Companies such as Endeavour Group (owner of Dan Murphy’s off-licences) and Coles (operator of Liquorland, Vintage Cellars and First Choice Liquor stores) have released their own white-label beers in craft-style packaging.

Disappointed brewers fear that similar brands could be siphoning away valuable discretionary spending dollars from “real” craft beers.

Abraham added that large beer producers continue to compete with craft beer distributors for contracts to sell beer in pubs and for shelf space in off-licences, which further limits the opportunities for independent producers.

Walsh, the co-founder of Bodriggy, said these concerns are nothing new.

“Rising taxes and employment contracts are issues the industry has been struggling with for 10 years,” he said.

Still, he admitted the industry had reached a “tipping point” of sorts.

“Unfortunately, I think there will be more victims this year,” Walsh said.

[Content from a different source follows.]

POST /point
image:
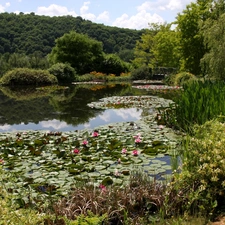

SmartCompany.

“I try to imagine how I would feel if I opened Bodriggy right now.

“Breweries are dying like flies at the moment, so this will undoubtedly impact any aspiring brewer and their motivation to join the industry.”

“We tried to focus only on what we could control”

Experts say relief is most likely to come when inflation falls enough for the Reserve Bank of Australia to consider cutting interest rates.

While it is not the only benchmark in the central bank’s calculations, the latest CPI data suggests that an interest rate cut is unlikely in the near term.

“But if interest rates change in the next six to nine months, then consumer sentiment potentially changes and discretionary spending could pick up a bit… that would be positive for the industry,” Abraham said.

For now, Walsh said, Bodriggy Brewing Co. is trying to meet customers where they are.

“People are gravitating towards inexpensive beer, so it’s important for us to generate as much traffic as possible in this industry,” he said.

“It’s hard not to get caught up in the hysteria, but we tried to focus on what we could control.”

Craft beer industry leaders believe more businesses will go bankrupt before the sector reaches equilibrium.

Whether they are businesses that would have gone under without COVID-era support or victims of market glut, craft beer dreamers and their employees can expect more upheaval.

Every victory, no matter how small, will be hard-won.

“It’s bloody hard and there’s not much you can do, but it’s safe to say that managing a business in times like these requires more skill and experience than in periods of economic prosperity,” Walsh said.

“We hope the industry emerges from this stronger, more agile and better equipped than ever.”